Is the city is in a panic over IFRS because:
- Businesses have left their preparations too late and will not be ready
- Firms are suffering from a lack of skilled auditors in the run-up to 1 January
- Or is the eleventh-hour intervention due to a combination of both of the above?
Mounting problems surrounding the introduction of international financial reporting standards, including a lack of preparation by companies, uncertainty over the standards and a shortage of auditors, has forced the Financial Services Authority to give listed companies another month to make the switch.
The move came as Accountancy Age’s exclusive IFRS survey this week revealed that, with less than two months to go until their introduction across the European Union, 42% of 1,000 companies polled have yet to begin preparing for the impact of international standards. By contrast, only 15% of respondents said their preparations were complete.
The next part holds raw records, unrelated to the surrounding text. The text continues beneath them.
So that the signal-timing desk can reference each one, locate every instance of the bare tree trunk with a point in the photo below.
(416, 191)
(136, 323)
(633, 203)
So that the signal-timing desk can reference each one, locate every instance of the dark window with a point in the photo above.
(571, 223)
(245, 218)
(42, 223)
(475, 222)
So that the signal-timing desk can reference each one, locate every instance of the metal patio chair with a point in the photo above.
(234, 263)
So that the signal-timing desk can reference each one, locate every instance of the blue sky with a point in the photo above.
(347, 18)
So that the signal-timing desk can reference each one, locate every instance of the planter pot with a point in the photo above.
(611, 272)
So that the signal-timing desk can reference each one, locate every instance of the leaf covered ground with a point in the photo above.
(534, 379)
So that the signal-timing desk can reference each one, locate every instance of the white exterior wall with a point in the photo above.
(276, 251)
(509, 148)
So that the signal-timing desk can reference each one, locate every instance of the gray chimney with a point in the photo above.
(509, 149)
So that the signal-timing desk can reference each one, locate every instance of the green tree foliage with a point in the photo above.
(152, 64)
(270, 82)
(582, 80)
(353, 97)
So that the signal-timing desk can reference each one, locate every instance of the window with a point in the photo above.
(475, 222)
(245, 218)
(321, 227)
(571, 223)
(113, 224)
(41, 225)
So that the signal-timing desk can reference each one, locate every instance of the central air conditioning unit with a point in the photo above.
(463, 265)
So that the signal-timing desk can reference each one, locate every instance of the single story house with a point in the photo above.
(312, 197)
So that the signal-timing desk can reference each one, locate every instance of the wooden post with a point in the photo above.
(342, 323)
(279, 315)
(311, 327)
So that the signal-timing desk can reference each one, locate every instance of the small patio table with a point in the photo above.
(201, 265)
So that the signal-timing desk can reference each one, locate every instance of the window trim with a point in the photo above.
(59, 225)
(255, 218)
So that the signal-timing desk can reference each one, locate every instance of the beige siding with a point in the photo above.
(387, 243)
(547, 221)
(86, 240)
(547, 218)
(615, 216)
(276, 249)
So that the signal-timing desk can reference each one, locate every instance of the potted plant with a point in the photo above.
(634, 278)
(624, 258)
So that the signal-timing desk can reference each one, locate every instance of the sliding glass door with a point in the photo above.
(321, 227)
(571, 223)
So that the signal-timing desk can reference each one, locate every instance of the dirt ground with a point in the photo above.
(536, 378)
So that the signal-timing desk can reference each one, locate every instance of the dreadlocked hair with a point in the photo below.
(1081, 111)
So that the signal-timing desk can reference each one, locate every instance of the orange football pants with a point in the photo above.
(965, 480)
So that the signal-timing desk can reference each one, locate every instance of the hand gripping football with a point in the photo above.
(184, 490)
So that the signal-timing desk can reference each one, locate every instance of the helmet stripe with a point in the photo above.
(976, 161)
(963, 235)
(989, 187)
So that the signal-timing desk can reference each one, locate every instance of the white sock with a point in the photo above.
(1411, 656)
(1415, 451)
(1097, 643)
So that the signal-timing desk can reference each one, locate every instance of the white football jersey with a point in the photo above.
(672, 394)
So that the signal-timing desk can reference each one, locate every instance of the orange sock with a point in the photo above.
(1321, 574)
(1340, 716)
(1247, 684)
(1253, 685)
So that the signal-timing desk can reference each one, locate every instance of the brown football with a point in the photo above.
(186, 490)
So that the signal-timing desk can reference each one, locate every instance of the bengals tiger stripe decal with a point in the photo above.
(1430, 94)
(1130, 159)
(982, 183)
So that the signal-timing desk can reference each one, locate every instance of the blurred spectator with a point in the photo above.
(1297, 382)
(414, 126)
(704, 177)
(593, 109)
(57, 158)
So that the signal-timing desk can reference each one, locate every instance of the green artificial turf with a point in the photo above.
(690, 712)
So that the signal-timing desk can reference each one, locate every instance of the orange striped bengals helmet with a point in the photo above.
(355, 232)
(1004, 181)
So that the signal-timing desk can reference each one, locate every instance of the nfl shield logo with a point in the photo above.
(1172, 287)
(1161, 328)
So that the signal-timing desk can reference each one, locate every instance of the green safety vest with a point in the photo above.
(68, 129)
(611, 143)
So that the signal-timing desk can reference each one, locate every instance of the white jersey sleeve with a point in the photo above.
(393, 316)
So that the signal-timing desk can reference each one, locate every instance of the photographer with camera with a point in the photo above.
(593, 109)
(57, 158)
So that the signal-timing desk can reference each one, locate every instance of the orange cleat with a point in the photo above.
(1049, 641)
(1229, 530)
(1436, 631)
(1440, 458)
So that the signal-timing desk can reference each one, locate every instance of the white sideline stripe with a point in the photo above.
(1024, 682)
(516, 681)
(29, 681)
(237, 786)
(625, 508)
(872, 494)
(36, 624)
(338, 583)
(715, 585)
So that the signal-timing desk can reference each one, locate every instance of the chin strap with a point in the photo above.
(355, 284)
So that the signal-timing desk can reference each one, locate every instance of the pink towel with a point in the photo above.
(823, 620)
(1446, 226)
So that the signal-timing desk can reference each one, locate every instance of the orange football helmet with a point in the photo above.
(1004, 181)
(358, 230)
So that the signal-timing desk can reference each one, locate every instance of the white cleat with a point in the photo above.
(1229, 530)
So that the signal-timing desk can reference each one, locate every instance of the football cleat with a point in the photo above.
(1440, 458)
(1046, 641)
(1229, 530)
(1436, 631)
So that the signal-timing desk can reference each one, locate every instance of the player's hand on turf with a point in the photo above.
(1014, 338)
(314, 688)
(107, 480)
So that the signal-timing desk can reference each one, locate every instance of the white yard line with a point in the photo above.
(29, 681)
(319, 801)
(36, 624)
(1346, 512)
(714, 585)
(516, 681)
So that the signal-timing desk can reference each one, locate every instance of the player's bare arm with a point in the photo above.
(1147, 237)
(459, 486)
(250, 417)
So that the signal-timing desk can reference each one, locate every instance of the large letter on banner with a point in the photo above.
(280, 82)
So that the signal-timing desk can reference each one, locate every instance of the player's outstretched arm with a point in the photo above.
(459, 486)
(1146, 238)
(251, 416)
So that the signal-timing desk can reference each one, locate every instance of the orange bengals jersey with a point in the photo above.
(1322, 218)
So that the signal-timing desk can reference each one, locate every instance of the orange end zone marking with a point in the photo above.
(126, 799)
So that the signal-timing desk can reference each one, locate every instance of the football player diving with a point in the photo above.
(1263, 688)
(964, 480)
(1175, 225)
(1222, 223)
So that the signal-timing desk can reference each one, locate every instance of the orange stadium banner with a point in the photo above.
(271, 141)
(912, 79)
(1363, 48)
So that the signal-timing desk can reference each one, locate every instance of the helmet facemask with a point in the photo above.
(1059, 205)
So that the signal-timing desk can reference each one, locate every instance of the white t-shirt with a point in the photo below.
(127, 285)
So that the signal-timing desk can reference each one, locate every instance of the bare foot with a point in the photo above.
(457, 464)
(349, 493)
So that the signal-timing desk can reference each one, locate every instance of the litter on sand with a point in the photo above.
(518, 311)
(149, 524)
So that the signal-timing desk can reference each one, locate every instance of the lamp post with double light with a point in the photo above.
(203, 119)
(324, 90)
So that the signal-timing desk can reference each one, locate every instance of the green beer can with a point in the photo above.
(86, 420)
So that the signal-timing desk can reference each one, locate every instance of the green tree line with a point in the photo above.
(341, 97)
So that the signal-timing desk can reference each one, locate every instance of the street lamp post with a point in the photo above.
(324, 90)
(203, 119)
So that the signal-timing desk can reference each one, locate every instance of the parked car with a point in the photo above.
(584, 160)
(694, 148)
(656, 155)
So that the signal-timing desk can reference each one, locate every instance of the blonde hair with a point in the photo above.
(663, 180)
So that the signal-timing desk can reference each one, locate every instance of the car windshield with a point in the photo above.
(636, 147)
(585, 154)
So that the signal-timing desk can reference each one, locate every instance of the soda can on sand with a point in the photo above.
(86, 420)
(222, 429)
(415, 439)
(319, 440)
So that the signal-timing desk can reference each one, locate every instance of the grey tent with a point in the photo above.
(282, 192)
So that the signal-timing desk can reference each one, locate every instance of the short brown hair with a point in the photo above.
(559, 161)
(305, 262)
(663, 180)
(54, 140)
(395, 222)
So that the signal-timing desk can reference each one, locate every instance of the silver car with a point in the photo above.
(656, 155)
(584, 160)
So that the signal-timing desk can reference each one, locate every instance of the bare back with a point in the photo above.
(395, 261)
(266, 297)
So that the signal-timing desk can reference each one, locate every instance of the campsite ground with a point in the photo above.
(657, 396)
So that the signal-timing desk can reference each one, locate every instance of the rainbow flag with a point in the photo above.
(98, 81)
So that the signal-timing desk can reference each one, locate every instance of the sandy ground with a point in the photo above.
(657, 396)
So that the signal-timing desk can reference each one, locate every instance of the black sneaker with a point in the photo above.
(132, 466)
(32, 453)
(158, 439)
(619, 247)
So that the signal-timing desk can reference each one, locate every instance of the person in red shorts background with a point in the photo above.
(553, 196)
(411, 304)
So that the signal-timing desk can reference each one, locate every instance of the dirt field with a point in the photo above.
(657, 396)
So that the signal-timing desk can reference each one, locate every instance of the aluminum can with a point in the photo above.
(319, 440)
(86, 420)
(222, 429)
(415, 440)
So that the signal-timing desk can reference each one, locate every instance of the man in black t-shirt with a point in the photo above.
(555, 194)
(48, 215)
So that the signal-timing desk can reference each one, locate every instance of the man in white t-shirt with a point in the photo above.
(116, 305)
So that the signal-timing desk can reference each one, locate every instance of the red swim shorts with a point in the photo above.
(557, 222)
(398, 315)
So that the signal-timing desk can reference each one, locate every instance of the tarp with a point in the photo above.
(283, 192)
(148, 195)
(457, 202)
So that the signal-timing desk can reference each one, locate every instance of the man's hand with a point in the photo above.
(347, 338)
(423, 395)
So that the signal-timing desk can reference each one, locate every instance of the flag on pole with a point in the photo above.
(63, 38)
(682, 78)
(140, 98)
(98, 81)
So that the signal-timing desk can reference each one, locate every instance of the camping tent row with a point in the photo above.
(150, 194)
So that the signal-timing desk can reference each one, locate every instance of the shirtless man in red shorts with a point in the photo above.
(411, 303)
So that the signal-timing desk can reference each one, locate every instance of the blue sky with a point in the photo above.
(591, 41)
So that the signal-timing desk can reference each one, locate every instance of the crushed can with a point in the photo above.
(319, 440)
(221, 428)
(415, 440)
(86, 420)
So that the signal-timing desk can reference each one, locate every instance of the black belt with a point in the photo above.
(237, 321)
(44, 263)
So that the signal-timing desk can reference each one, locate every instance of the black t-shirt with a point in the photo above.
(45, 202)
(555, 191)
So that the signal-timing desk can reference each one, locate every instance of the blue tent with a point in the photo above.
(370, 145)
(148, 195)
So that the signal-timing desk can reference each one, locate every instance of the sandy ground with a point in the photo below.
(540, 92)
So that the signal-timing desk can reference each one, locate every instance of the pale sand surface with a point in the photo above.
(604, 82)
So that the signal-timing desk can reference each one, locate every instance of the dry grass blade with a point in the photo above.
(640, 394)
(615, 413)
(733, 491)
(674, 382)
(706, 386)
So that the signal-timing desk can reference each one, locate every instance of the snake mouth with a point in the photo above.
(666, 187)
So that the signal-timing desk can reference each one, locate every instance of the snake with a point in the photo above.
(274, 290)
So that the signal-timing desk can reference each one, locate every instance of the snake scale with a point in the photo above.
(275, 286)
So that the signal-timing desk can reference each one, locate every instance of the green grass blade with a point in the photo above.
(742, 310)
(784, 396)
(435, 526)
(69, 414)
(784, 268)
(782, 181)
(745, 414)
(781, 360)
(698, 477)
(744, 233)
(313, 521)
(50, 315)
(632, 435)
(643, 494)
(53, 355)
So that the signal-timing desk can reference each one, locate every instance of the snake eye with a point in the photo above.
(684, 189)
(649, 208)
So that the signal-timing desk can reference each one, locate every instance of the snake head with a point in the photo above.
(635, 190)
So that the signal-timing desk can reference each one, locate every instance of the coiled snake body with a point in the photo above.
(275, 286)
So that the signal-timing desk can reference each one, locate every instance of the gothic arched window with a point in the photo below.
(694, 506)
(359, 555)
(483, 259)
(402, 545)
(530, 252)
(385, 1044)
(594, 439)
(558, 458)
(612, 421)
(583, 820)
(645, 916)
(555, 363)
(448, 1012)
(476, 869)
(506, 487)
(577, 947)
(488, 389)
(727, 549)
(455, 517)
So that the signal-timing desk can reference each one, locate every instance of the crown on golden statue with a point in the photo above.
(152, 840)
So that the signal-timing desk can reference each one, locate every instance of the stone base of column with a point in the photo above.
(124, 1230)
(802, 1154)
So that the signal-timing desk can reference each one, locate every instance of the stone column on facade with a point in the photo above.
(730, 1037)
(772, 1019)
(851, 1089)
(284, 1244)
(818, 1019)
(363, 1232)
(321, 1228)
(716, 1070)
This lack of readiness is compounded by widespread concern among the business community that as 2005 nears, auditors already burdened with Sarbanes-Oxley work will be desperately short of IFRS-skilled people to meet the demand from clients.
Acknowledging these concerns, alongside the continuing uncertainties caused by IAS39 and other as-yet endorsed standards, the Financial Services Authority last week revealed it would allow companies an extra 30 days to publish their first interim results under IFRS.
The relaxation gives UK companies the EU maximum of 120 days, instead of the FSA’s 90, to file their first interim figures in accordance with the new standards.
In a letter to chief executives of listed companies, Gay Huey Evans, the watchdog’s director of markets, said: ‘We do accept that preparing for the introduction of IFRS has not been easy for firms, given general uncertainties about the standards. There is also the question of sufficiently qualified auditor resources – although we think auditors’ existing resources should be adequate to cope with demand from clients, there is a small risk that they will not be.’
Last week’s Accountancy Age/Robert Half Finance & Accounting salary survey highlighted that skilled staff were getting harder to find. Wages rose 5.3% over the last six months as the first skirmishes of a talent war began. Nearly two-fifths of respondents said they were struggling to find staff with the right skills.
Ernst & Young chairman Nick Land admitted this week that the Big Four’s assurance businesses were suffering. ‘The problem is a) in the UK there is a skills shortage full stop; b) we all cut back on our graduate recruitment; and c) all this increased transparency – 404 and IFRS – means corporates are recruiting very actively,’ he said. But Kieran Poynter, chairman at PricewaterhouseCoopers, dismissed the idea that there would not be enough skilled audit staff at the firm to cope with the needs of clients moving to IFRS.
‘While it’s no surprise that there aren’t too many people experienced in IFRS, we have been working hard on training our employees up.’ He added that training would be supplemented to a limited extent by using the experience of staff in other parts of the world that have been dealing with IFRS for longer, such as in Russia.
Companies wishing to take advantage of the FSA’s 30-day extension must inform the market before the end of the accounting period the delay relates to, explaining the reasons behind the move.
The FSA also revealed it would keep to a minimum the number of changes in its regulatory accounting rules, in light of the new standards, to help reduce disruption to companies further.
- European Commission’s creation of a second version of IAS39 causes market confusion
- Big Four chiefs admit they need to expand assurance departments to cope with IFRS work
- AIM decides last month to give companies until 2007 to adopt IFRS
- With just eight weeks to go almost half of companies have not yet started or are behind in IFRS preparations.